Now, here’s a thing – “Whaddya hear, whaddya say?”. A greeting used between the main characters of ‘Angels with Dirty Faces’, yet another black and white Warner Brothers’ film that often makes it into makes my top ten favourites. It starts with two teenage boys stealing fountain pens out of a railway boxcar. Accosted, they make a run for it. One (‘Rocky Sullivan’ – James Cagney) is caught. The other (‘Jerry Connally’ – Patrick O’Brien) gets away.
Then we see the fateful consequences of that event. Rocky goes to reform school, graduates to prison and becomes a hardened gangster and racketeer. Jailed for armed robbery, when he is released he expects to recover his $100,000 loot from his co-conspirator, mob lawyer ‘Jim Frazier’ (Humphrey Bogart – not yet the big star he was to become). Frazier stalls on the money, giving Rocky $500 and promising the rest by the end of the week.
Rocky meets up again with Jerry (now a Catholic priest) who advises him to get a place “in the old parish”. Rocky does and then has his pocket picked by a gang of young toughs. After Rocky tracks them down to his old childhood hideout and the gang admit to an admiration of Rocky’s reputation and criminal lifestyle. After retrieving his wallet, Rocky invites them to dinner.

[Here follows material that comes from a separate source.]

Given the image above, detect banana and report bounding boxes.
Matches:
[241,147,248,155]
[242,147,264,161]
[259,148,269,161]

It turns out this is a group of boys Jerry has been working with and trying to save from a life of crime.
Frazier tries to have Rocky bumped off and Rocky retaliates by kidnapping Frazier, raiding his house at gunpoint and stealing $2,000 and a ledger full of incriminating information.
Refusing his ‘anonymous’ donation of $10,000 for a new community centre, Jerry tells Rocky he is going to denounce the crime and corruption that is all around and start a reform campaign. Rocky wishes him well, and as the campaign gathers momentum protects his old friend with the threat of exposing what’s in the ledger.
After a shoot-out Rocky is shot in the leg and caught. After standing trial (and spilling the beans), he is sentenced to death.
Before the execution, Jerry pleads with Rocky to die as a coward and begging for mercy on his way to the death house, so the boys won’t look up to him. Rocky refuses, and he asks Jerry to promise that he won’t hear him praying as they go to the execution room. Jerry promises ‘You won’t hear me pray’, but is seen silently doing so. Then, Rocky starts begging and screaming for mercy as he’s strapped in the electric chair, and seemingly dying a coward’s death.
Reading of how ‘Rocky dies yellow” in the face of his execution, the gang refuse to believe it. They ask Jerry if it is true that Rocky had died a coward, and Jerry confirms it. He then asks them to accompany him to go say a prayer for “a boy who couldn’t run as fast as I could”.
What do we make of this as Christians? Well, first of all it is a very Catholic film (we even get a boys’ choir singing ‘Ave Maria’ at one point). We see that the world is a corrupt place and that the Church is beleaguered. (Jerry, it seems to me, is fighting a losing battle). Also, there is really no personal faith on show (When asked why he became a priest Jerry says he was passing the church on a bus and that sort of decided it. On the other hand he urges Rocky to ‘Get right with God’), and the emphasis is on a social gospel. Not that we should decry the call to good works as Christians.
The real interest lies in the issue of redemption for Rocky at the end and the moral ambiguity revealed by Jerry’s request. Think about it – Jerry asks Rocky to pretend to be scared so he can truthfully tell the boys that he died yellow. But if Rocky gives up his personal code and reputation for the sake of the boys and Jerry hides this, then he is being untruthful. Also, even if Rocky does not retain the admiration of the boys, he gains the admiration of the audience. Except, of course, what if Rocky was just boasting, and actually was yellow at the very end? Cagney always said he played it to be seen either way. But in the end, it is not where we stand with others that counts at the end, it is where we stand with God.